On Sunday November 9th, while the California GLBT community was marching and protesting the passage of Prop 8, a fighter and hero for the GLBT community had died. Hank Wilson, an activist since the early 70’s, has passed.

Wilson is known as a champion for the GLBT community, for people with HIV/AIDS, and a thorn in establishments sides. He dedicated his life to preventing the spread of AIDS.

hankwilsonPushing lawmakers to acknowledge and fight the AIDS Epidemic. Stopping hate in it’s tracks. Warning and educating people on the dangers of “poppers”. Never has there been such an activist for gay men’s health and freedom.

Many young people aren’t that familiar with his efforts, which is an shameful thing. You should know his works. He fought against the “Briggs Initiative”. Which was an effort to ban gays and lesbians from teaching in schools. He fought and rallied the community to force the SF Board of Education to add Sexual Orientation to the district’s nondiscrimination policy.

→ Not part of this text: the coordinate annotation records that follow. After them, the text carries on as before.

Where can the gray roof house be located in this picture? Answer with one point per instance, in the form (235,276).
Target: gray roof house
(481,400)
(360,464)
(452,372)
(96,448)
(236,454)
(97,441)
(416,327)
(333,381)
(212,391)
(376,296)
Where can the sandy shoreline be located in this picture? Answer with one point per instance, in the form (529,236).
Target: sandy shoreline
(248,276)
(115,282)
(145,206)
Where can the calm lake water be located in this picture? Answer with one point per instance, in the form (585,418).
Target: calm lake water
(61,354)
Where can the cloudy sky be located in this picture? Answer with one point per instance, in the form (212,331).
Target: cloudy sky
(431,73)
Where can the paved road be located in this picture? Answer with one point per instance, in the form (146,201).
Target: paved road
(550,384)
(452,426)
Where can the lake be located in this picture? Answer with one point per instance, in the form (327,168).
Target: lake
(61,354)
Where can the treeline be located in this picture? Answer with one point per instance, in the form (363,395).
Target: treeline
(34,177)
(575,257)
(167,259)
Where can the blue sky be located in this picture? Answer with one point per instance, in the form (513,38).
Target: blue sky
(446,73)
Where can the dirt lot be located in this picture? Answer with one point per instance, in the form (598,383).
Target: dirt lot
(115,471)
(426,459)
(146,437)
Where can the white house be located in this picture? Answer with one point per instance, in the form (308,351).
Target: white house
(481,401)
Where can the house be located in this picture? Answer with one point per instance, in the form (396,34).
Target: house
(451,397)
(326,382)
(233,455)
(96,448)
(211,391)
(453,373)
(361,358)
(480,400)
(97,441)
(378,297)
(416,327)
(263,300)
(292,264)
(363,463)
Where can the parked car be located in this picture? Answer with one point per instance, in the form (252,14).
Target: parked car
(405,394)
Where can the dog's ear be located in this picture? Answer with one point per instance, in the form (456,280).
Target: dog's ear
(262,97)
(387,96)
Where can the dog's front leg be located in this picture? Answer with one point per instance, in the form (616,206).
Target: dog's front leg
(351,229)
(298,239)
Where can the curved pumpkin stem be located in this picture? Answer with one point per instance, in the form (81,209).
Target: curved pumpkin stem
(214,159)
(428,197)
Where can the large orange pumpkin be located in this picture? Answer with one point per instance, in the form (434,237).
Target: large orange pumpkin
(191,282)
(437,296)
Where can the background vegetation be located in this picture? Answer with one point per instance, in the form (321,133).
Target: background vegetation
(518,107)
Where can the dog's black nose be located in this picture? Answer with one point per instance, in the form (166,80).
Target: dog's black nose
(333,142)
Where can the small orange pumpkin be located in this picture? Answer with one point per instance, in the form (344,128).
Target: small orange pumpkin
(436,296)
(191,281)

He spent years advocating for the prevention of HIV/AIDS. Getting federal and state funding to researchers and community groups. At the beginning of the epidemic leaders and lawmakers wouldn’t even talk publicly about AIDS let alone push for funding. But Wilson used rallies and marches to get them talking and most importantly funding the fight.

 

 

We, as a community, owe a lot to this legend. He was our friend, our brother and our hero.

Official statement of passing:

Henry “Hank” Wilson, who for more than 30 years has been a leader of both the Queer Liberation and AIDS Communities, died peacefully at 4 P.M. Sunday November 9th in Davies Hospital. A long-term HIV/AIDS survivor and “Thriver” he succumbed to Lung Cancer. I had seen him in the hour before; Hank was under sedation and was sleeping deeply, so I did not wake him. I am thankful that his passing was so gentle. I will post more as information becomes available.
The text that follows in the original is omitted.